Pretending conflicts don't exist leads to confused outputs. Explicit handling leads to clearer reasoning.


Pruning and Consolidation

Not all evolution is growth. Sometimes shrinking improves the graph:

Redundancy removal: Multiple near-duplicate documents or entities. Merge into canonical versions.

Noise elimination: Low-value content that pollutes retrieval. Archive or remove.

Link pruning: Weak or erroneous relationships that mislead traversal.

Entity consolidation: Over-fragmented entities that should be unified.

Pruning is harder than adding. Addition is obviously valuable. Removal risks losing something useful. But unpruned graphs become unusable over time.
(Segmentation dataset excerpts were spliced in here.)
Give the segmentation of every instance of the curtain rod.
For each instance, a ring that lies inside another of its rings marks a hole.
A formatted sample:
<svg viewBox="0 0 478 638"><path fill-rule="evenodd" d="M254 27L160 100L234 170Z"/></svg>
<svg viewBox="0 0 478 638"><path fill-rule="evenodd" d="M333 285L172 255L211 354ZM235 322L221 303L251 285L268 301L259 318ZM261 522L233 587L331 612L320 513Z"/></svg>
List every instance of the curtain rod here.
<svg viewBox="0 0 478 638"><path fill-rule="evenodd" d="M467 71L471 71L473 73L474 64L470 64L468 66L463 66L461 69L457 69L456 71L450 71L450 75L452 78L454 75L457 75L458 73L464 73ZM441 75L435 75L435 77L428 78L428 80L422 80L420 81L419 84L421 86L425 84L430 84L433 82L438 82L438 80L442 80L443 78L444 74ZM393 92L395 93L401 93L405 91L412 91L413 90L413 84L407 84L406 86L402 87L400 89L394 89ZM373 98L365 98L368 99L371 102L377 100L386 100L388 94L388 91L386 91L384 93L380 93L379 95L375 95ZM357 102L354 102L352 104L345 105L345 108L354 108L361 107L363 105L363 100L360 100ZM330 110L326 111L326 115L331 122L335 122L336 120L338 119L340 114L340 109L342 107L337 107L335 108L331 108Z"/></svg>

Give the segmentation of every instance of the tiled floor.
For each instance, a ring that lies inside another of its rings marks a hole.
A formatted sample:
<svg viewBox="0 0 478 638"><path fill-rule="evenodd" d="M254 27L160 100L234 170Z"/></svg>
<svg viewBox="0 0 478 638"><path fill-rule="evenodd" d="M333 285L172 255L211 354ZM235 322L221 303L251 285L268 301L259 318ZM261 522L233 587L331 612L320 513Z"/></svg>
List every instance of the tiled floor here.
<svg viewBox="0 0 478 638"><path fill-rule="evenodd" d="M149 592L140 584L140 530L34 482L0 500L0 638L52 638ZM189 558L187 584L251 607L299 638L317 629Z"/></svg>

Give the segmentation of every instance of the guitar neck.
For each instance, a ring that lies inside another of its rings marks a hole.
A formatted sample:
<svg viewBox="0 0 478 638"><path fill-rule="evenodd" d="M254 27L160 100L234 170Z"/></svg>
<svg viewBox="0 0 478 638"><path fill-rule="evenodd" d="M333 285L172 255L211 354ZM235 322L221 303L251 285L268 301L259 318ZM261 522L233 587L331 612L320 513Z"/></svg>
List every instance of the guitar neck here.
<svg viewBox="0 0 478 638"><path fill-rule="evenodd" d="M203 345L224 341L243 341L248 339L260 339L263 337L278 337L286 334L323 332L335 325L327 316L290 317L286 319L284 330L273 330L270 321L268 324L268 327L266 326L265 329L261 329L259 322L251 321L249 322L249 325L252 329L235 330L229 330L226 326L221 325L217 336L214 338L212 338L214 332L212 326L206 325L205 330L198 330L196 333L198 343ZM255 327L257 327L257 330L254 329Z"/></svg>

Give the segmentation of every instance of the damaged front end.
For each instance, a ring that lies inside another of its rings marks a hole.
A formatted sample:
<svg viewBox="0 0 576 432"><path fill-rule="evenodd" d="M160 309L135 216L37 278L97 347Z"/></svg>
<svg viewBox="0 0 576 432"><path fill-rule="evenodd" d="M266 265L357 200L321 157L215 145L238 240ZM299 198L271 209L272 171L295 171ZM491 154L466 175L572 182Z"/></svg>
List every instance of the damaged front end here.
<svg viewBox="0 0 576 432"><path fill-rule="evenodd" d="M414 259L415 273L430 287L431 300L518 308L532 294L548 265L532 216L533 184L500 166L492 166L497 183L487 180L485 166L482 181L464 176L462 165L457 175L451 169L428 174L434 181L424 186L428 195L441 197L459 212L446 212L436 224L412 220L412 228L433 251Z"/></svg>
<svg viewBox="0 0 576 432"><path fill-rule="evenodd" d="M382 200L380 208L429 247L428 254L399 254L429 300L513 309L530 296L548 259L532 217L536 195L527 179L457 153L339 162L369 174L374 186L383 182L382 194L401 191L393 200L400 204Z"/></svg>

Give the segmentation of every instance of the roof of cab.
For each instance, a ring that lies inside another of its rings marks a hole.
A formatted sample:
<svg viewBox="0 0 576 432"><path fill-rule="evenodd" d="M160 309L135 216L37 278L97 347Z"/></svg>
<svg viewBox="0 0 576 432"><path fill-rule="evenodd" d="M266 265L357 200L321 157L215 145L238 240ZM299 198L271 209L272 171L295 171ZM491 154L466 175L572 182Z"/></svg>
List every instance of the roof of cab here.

Establish pruning criteria. Apply consistently. Trust the process.


Migration Strategies

Major changes require migration:

Big bang migration: Switch everything at once. Simple but risky.

Parallel run: New system runs alongside old. Compare results. Cut over when confident.

Gradual migration: Move content incrementally. Query both systems during transition.

Lazy migration: Convert on access. Old format stored but new format served.

For personal knowledge systems, gradual migration usually works well. Low stakes, no external users, time to fix problems.

For systems with users or integrations, parallel run reduces risk.


Backup and Recovery

Evolution introduces risk. Good backup practices mitigate it:

Regular backups: Full database dumps at predictable intervals.

Point-in-time recovery: Transaction logs enabling recovery to any moment.

Document versioning: Keep history of document changes, not just current state.

Schema versioning: Track schema changes alongside content changes.

Test restores: Regularly verify that backups actually restore.

The backup you haven't tested is the backup that won't work when you need it.


Long-Term Sustainability

A knowledge graph should outlive any particular technology:

Format independence: Store content in portable formats (markdown, JSON) alongside specialized indices.

Export capabilities: Ability to dump the entire graph for migration.

Documentation: Record design decisions, schema rationale, processing pipelines.

Minimal dependencies: Avoid dependencies on services that might disappear.

The goal: if you had to rebuild on different infrastructure, you could.


The Compound Effect

Evolution compounds. Each improvement makes the graph more valuable. Higher quality leads to better retrieval. Better retrieval leads to better use. Better use generates feedback. Feedback drives improvement.

The knowledge graph that grows thoughtfully becomes more valuable over time. The one that accumulates without curation becomes less valuable.

Invest in evolution. The returns compound.